Teen Birth Rates Drop.....But why? - Granite Grok

Teen Birth Rates Drop…..But why?

According to an article by Carol Robidoux in the Saturday morning, Union Leader, fewer New Hampshire teenagers have babies than their counterparts in other states.  The article discusses some reasons but never mentions the number of teen pregnancies that do not result in live births.

I think that’s an important statistic.  After all, if you wanted to get the teenage birth rate down to zero all you would have to do is abort every teen pregnancy right?  So claiming to have a lower birth rate is meaningless in any other social context without that data.

It is also worth noting that New England on the whole appears to have lower birth rates than the nation anyway. Only Maine’s was lower than New Hampshire’s based on 2008 data, so for New Hampshire ‘teens’ to be representative of the state and region as a whole is hardly an exceptional detail without anything else to compare.

The 2008 data also showed New Hampshire to have the lowest fertility rate, again a factor unexplored.  So these results may simply be expressive of a cultural component this article does not attempt to address, one which again cannot be clarified without knowing how many pregnancies there are that do not result in live births either through unintentional loss or intentional abortions.

The article does not compare year-on-year data either, which I don’t have handy as I type this. If someone does not provide it, I’ll go searching later for a follow-up.

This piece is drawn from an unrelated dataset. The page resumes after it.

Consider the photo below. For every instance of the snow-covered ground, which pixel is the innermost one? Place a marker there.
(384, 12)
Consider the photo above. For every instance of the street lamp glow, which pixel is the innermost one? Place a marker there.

Overall this article is a used car sales pitch that plenty of people will herald in its incomplete form as indicative of some superior cultural New Hampshire prowess. That’s a huge stretch.

But I won’t be surprised if John Lynch or the democrats try to use this to shine up their morality credentials.  “Look, we lowered teen birth rates?”  But would they just be shining up a turd particularly when most of the actual births are occurring with girls between 18-19, which at the age of majority is hardly indicative of a problem with ‘teen pregnancy;’ though it may be a problem of births out of wedlock which is not addressed in the article either.

And on the whole how much would you want to emphasize the issue politically?  If you are trying to sell your state as this great place to live, yet you have one of the lowest birth rates in the nation, a declining and aging population, a self-described ‘brain drain’ problem, and now even teenagers don’t want to have babies here?  What does that say about how attractive you have made the place?

It says future Ghost town.

Put all that speculation aside, and we are still left with a front-page news piece that tells us nothing of value while attempting to make us feel better.  Given the lack of depth, it tells us next to nothing we really need to know about teen pregnancy without clarifying the other factors affecting live births.  But that won’t stop people from using it out of context.